I think the reform community has been generally very slow to recognize that the private sector has for many generations exercised significant influence over the classroom. Meaning, while reformists have been arguing about collective bargaining agreements and school board governance and state takeovers, publishers of formative assessments, curriculum providers, and professional development companies have been very, very powerful influences over teachers’ day to day lives. And when you really, really get into the mature stages of implementation, you have to address that, both the good and the bad of what private service providers are selling to school systems.
Are textbook publishers reluctant to change as you try to shift your curriculum?
One piece of good news is there are many more actors in the publishing space today than there were prior to the development of standards that are comparable across state lines. And that’s a good thing because that’s what that effort largely was designed to produce: a more transparent marketplace in which small businesses could get involved. I think that the vast majority of publishers today are on board.
I’ve sometimes been critical of the industry because I think there have been some half-hearted efforts to align to state standards. There were often times cosmetic changes made. And occasionally—I think rarely but occasionally—there were even efforts to wait out what were very difficult politics rather than getting involved and trying to help get teachers the tools they need.
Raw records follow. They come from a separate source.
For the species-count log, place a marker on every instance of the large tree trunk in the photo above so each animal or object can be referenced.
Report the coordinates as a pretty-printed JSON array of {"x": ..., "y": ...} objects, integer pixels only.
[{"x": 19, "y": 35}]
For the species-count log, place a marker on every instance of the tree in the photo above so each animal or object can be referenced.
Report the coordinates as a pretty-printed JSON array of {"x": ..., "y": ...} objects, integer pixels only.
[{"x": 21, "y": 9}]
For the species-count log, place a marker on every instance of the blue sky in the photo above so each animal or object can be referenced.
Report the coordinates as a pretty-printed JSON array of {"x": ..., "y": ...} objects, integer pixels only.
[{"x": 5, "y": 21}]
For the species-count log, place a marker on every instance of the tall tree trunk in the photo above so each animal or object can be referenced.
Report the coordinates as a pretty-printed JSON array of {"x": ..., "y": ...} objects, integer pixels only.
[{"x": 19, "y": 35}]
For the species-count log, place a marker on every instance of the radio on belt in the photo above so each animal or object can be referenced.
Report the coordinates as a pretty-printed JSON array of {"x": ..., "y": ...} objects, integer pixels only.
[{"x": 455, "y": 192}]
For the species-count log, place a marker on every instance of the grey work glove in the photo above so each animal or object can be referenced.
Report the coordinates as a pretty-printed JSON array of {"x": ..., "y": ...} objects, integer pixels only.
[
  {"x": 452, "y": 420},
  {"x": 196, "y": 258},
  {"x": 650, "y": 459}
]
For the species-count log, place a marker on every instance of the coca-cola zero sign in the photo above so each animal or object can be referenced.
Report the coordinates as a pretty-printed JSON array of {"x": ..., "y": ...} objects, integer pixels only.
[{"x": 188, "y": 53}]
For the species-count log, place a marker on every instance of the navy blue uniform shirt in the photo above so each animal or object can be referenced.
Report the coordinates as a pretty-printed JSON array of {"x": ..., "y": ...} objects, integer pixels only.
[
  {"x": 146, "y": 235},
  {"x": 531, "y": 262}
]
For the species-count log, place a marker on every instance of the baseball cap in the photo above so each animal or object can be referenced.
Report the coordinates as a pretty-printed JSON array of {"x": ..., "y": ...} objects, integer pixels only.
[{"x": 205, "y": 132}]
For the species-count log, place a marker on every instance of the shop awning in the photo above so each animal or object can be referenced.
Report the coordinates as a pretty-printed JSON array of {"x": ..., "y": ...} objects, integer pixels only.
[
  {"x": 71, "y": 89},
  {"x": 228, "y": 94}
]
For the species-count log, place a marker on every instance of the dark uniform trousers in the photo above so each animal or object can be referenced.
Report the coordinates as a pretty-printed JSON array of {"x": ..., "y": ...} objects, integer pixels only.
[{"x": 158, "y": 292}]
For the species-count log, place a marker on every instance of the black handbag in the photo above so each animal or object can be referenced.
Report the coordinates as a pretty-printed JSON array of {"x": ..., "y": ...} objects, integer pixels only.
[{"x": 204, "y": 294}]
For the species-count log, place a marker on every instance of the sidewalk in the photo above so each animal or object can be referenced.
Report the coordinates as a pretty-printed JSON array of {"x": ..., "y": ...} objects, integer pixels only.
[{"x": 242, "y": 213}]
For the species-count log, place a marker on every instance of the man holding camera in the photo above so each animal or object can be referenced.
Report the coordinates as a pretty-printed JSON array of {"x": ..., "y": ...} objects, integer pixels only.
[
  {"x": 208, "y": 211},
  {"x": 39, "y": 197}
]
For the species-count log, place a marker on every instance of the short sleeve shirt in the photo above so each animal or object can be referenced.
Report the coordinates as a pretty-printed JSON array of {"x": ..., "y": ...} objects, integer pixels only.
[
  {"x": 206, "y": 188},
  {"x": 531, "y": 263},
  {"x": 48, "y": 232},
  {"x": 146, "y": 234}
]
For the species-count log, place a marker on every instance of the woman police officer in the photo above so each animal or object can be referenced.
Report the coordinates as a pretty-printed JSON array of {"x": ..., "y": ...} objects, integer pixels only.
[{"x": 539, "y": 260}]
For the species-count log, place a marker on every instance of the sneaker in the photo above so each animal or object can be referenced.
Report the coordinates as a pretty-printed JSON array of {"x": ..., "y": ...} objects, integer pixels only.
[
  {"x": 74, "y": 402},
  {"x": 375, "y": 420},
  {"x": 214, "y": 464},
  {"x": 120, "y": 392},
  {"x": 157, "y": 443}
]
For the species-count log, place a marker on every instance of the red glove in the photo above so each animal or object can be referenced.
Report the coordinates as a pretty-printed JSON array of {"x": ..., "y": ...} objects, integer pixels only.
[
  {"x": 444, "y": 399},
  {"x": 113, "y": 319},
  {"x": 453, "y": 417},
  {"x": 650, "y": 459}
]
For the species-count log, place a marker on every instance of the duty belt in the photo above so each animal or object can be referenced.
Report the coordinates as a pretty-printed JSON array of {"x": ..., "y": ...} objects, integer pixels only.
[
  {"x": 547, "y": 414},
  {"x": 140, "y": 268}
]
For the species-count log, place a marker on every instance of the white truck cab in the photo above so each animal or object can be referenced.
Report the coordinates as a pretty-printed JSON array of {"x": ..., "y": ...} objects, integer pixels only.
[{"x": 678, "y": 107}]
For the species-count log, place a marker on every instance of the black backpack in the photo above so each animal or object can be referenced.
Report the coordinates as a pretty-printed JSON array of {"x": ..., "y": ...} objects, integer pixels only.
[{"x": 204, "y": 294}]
But that’s not really reflective of the industry broadly, and publishers by and large are stepping up.
So what advice would you give at this juncture to other states who want to ratchet up their curriculum and instructional systems?
I say all of this acknowledging that Louisiana has a long ways to go, in many respects, and has much to learn from others. But the first advice I would give is that you have to take on what is important in the classroom. And as I said earlier, our take has been that you can talk all you want about assessments and the accountability ratings systems, but it really means quite little unless it is undergirded by strong standards, strong curriculum, strong systems of preparation, strong systems of ongoing professional learning.
To a certain extent, teachers are hearing conflicting messages. They’re prepared on one system. They are given curricula on another system. Their formative assessments speak another language. And their ongoing professional development providers speak something wholly different. Of course, that’s going to be very frustrating. So my advice is to understand the multiple voices that are speaking to teachers. And to the degree that they’re contradictory and counterproductive, try to reconcile them.
— Phyllis W. Jordan
Phyllis W. Jordan is FutureEd’s editorial director.